Within the last year I’ve had an opportunity to attend four different medical conventions as part of the support team for projects we’ve created for our clients. Before my travels to these events, I’d spent most of my time behind the screen, programming the touchscreen kiosks and interactive stations that line the booths that are usually prevalent at these types of meetings.
Seizing the opportunity, at each of these conventions I made it a point to take in the variety of interactive experiences that were being used at all of the other exhibitor’s booths. Partway into the second convention, while once again taking in all the interactive attractions, it hit me. There was a lot of keeping-up-with-the-Jones’ going on between the various companies and brands but very little true innovation. Status quo was the norm and any unique or out-of-the-box thinking on how to engage conference attendees was rare if not altogether non-existent.

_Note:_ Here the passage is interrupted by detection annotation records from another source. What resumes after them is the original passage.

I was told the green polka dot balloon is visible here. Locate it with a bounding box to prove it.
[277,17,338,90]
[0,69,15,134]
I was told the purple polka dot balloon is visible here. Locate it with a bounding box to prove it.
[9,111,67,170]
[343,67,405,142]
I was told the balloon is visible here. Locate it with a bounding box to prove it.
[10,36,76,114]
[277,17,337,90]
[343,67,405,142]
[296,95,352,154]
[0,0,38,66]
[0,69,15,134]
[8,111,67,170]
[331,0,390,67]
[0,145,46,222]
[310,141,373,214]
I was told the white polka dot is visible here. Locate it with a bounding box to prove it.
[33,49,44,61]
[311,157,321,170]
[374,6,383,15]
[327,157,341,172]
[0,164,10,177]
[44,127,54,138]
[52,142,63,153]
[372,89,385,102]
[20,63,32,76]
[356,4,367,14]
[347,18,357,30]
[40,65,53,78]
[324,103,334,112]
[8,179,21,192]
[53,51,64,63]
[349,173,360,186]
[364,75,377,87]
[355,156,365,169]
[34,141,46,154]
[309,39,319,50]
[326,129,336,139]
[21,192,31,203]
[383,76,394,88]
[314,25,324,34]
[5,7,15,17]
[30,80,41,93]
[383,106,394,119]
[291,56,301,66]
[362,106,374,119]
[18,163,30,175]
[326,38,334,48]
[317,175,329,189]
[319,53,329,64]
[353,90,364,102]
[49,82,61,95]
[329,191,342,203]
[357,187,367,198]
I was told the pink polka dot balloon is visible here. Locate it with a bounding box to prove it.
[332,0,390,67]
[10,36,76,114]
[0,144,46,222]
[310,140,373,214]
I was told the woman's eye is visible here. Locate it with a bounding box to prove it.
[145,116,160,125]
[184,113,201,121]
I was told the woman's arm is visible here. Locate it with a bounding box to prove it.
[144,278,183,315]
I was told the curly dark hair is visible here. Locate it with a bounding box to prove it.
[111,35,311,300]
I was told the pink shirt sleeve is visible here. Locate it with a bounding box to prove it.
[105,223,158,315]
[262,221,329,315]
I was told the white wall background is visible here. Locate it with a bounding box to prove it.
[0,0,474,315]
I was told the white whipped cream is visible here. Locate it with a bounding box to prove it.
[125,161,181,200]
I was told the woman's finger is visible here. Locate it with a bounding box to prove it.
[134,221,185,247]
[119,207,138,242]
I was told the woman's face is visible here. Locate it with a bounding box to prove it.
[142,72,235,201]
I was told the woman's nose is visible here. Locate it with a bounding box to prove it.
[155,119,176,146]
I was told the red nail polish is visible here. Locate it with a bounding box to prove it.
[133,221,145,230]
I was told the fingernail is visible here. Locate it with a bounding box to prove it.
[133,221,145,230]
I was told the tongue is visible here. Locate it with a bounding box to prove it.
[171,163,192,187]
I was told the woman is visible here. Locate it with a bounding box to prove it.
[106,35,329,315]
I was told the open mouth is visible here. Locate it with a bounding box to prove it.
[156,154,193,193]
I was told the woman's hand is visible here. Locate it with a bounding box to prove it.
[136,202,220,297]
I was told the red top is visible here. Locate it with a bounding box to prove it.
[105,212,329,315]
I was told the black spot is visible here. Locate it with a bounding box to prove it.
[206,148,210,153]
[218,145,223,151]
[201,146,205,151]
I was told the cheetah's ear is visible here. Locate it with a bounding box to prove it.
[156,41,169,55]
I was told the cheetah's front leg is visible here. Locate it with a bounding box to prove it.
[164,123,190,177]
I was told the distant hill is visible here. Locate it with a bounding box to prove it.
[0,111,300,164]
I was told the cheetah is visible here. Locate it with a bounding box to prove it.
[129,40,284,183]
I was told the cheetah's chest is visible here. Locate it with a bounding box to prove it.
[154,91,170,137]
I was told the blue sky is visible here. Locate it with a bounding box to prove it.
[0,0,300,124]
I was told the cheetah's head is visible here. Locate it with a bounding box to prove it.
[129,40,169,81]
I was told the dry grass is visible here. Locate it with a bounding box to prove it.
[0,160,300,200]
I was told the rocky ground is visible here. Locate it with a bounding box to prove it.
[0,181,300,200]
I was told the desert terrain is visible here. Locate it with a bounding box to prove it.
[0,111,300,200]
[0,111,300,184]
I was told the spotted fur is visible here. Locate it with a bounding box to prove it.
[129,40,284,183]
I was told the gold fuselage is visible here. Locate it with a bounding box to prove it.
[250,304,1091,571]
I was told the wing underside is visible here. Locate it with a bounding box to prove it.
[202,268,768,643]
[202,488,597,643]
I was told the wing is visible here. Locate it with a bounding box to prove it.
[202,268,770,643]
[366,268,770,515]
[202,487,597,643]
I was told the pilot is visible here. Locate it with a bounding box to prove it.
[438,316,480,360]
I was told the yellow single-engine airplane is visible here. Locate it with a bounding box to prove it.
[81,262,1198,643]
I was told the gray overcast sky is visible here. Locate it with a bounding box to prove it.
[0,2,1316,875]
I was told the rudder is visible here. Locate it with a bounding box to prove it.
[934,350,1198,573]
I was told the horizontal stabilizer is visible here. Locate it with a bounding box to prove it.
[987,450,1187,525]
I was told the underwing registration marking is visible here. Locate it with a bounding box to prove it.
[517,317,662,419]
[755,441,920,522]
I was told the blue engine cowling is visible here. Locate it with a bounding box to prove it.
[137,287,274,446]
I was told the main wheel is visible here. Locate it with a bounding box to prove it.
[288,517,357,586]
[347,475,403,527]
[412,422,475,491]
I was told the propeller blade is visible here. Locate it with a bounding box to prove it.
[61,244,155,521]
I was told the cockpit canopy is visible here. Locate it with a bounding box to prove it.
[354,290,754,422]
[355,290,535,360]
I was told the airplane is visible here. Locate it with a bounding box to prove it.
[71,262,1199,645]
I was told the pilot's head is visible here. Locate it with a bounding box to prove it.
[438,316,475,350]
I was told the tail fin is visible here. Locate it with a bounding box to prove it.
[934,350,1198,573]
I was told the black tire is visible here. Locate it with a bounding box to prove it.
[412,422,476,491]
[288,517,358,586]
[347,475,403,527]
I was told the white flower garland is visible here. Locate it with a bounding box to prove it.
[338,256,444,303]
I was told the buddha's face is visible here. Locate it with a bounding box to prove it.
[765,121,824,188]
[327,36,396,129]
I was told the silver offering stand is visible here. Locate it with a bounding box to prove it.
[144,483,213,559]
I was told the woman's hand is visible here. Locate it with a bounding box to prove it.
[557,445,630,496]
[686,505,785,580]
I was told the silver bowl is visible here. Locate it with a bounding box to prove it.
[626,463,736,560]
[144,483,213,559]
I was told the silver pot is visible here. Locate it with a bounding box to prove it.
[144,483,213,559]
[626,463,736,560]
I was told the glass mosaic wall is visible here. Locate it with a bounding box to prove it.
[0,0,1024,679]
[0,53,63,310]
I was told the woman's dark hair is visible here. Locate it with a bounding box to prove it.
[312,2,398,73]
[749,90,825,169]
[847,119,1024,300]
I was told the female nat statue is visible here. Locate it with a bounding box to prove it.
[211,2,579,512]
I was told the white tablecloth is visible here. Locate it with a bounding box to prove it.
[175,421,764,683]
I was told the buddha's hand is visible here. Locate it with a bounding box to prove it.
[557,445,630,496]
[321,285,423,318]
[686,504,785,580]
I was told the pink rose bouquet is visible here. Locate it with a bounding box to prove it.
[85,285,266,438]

In recent years the industry has had to shift away from being able to hand out a bevy of marketing items that used to cause such a frenzy when convention centers opened there doors. The throngs of attendees turned temporary tchotchke-hunters were now being redirected back towards the original mission of these conferences: dissemination and access to value-added product information. In the wake of the fallen conference tchotchke market, it seems that all that remains are the ravenous sales reps and their clipboards, ready to dive upon any conference attendee that dares to venture into their exhibits. Well, the reps and their ho-hum touchscreens and video walls anyways.
It goes without saying that our industry has an extensive amount of legal limitations and FDA restrictions, but that should really not dictate how far outside the box that innovation is allowed to wander. It leads me to wonder how often ideas are squashed based on the assumption that legal will nix them before they have a chance to grow any legs.
Now is the time for innovation. As conferences and exhibitors are still settling into ever more stringent rules and regulations on what they can say and hand out, there is a massive opportunity to reinvent the exhibition booth that few companies are taking advantage of.
A lot of the opportunity lies in creating a toe-dipping experience for attendees. Engage them with self-guided interactive stations that are engineered to entertain and educate (otherwise referred to as edutainment) with interactive experiences that ultimately evolve into a conversation where the sales reps and product experts get involved.
In the age of the Internet’s anonymous access to nearly unlimited knowledge, creating booth experiences that can bridge the gap between self-guided product explorations that users are familiar with from Web surfing with the benefit of access to qualified experts that bring much more to the table than tchotchkes is where the opportunity for innovation lies.
With self-guided edutainment as a foundational concept for the exhibition booths of the future, let the brainstorming begin.